Pragmata no intenta reinventar la rueda ni perseguir las tendencias del mercado. Es, en el mejor sentido posible, un juego de acción en tercera persona honesto, enfocado y ejecutado con una precisión quirúrgica que recuerda a los mejores títulos de la era dorada de la Xbox 360 y la PS3 —esa generación que nos regaló joyas como Gears of War, Dead Space o Vanquish— pero construido con las herramientas técnicas y narrativas del presente. El resultado es algo que se siente, paradójicamente, tanto nuevo como profundamente familiar.

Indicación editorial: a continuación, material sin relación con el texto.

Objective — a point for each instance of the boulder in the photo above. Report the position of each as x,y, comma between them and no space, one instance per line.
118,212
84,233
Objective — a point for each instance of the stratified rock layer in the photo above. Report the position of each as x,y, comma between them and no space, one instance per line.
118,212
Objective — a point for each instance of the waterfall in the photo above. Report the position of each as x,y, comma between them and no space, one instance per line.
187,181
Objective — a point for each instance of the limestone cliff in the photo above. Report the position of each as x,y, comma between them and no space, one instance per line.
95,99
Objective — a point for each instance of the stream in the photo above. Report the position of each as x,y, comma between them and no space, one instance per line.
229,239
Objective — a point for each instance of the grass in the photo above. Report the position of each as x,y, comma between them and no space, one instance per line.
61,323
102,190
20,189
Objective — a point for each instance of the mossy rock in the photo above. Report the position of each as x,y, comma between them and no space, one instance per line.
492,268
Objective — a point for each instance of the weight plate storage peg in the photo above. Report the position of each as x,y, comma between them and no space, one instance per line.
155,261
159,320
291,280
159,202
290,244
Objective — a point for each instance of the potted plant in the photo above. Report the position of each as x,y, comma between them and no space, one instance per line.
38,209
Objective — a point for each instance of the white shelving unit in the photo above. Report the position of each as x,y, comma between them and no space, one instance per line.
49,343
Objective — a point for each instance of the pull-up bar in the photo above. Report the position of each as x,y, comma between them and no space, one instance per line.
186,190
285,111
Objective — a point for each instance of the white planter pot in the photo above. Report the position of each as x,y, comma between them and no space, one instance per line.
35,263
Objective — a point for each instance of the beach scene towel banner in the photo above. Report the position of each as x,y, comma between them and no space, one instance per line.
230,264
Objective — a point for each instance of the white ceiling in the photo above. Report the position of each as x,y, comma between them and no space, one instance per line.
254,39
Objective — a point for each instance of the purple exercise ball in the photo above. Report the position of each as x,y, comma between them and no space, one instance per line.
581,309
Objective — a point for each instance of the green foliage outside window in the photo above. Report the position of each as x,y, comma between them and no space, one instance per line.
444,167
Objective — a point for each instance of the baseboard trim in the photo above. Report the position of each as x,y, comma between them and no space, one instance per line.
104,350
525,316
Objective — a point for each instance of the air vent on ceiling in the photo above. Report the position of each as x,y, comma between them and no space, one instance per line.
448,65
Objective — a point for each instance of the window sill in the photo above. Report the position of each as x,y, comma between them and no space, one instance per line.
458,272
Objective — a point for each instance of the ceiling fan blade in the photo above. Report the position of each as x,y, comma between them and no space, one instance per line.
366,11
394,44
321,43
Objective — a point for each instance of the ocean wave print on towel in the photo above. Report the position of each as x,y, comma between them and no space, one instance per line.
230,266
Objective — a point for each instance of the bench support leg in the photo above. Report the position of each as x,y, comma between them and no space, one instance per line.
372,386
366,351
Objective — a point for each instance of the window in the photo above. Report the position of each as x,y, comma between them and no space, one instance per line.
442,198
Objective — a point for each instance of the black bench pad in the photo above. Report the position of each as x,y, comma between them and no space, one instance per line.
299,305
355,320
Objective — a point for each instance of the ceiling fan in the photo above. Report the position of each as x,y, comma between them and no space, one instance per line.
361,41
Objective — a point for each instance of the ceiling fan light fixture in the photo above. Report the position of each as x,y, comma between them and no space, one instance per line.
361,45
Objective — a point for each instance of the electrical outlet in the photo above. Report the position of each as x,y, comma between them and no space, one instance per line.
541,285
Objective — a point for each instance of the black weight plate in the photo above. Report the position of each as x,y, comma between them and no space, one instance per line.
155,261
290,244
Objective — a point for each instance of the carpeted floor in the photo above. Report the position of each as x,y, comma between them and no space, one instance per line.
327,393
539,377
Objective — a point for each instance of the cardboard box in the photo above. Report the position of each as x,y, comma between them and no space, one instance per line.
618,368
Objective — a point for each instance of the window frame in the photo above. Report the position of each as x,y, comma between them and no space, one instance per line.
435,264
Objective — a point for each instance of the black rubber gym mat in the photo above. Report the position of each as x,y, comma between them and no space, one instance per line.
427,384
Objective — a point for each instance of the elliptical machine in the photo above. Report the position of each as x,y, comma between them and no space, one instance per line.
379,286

Aquí un vistazo al tráiler.

Un Futuro Impreso en 3D

La historia arranca con una premisa que parece sencilla y se complica rápidamente. Somos Hugh Williams, un técnico espacial enviado junto a su equipo a una base lunar después de que la Tierra pierda comunicación con las instalaciones. Lo que debería ser una misión rutinaria de diagnóstico se convierte en una carnicería cuando un terremoto lunar y una inteligencia artificial fuera de control eliminan a toda la tripulación, dejando a Hugh como el único superviviente en un ambiente hostil, frío y dominado por máquinas asesinas.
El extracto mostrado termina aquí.